Yup, I got mone from Fasttech. $11 for 7 stands if I recall correctly.


----------



## Silver (27/10/15)

Thread moved to "who has stock" so retailers can post their stock here if they choose to


----------



## Frostbite (27/10/15)

How many do you guys need ? We are placing another order today. Currently I might have one or two lying around


----------



## Christos (27/10/15)

Frostbite said:


> How many do you guys need ? We are placing another order today. Currently I might have one or two lying around


I'll take 3.


----------



## Christos (27/10/15)

Let's give @element0709 first pick and if there are any left I'll take them

Reactions: Winner 1


----------



## Frostbite (27/10/15)

Perfect, ill do a count as soon as I get to The office. There should be about 5.

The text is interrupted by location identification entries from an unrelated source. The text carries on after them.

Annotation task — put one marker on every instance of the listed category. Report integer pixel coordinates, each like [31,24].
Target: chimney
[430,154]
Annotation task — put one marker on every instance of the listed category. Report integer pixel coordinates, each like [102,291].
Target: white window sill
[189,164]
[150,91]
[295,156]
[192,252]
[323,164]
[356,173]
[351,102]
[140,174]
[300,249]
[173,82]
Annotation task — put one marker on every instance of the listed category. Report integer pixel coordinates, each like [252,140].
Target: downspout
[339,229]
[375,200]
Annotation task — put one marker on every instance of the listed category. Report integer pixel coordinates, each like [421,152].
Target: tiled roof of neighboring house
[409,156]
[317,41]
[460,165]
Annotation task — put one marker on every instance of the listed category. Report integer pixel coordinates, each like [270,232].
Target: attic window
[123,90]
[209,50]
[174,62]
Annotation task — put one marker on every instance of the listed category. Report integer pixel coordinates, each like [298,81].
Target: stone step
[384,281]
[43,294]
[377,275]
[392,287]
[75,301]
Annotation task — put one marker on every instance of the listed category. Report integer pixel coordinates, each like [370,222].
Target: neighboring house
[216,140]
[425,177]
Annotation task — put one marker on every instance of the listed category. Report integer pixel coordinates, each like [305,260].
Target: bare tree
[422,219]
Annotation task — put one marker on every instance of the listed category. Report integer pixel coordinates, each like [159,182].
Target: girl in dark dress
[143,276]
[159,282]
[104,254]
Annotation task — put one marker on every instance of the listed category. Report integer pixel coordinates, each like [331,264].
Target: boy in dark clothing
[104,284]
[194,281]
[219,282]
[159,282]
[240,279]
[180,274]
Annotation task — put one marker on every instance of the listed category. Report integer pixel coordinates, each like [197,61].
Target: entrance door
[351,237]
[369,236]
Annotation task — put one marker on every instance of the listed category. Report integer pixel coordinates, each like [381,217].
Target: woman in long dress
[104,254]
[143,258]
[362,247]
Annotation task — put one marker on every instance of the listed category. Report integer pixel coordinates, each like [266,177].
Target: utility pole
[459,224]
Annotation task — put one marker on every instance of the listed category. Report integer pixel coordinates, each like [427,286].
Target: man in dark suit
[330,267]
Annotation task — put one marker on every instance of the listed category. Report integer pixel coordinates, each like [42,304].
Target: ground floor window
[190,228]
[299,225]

Sent from my iPhone using Tapatalk


----------



## Raslin (27/10/15)

I would like some as well 5 - 10 depending on price. Please keep me in mind when placing you next order for them.


----------



## JacoV (27/10/15)

Frostbite said:


> Perfect, ill do a count as soon as I get to The office. There should be about 5.
> 
> 
> Sent from my iPhone using Tapatalk



I'm stealing one


----------



## Frostbite (27/10/15)

Price should be around R25 landed here.


Sent from my iPhone using Tapatalk


----------



## Viper_SA (27/10/15)

https://www.fasttech.com/search?Atomizer stands


----------



## element0709 (27/10/15)

Sorted, snatched 3 from Duane. Thanks Bud

Reactions: Like 1


----------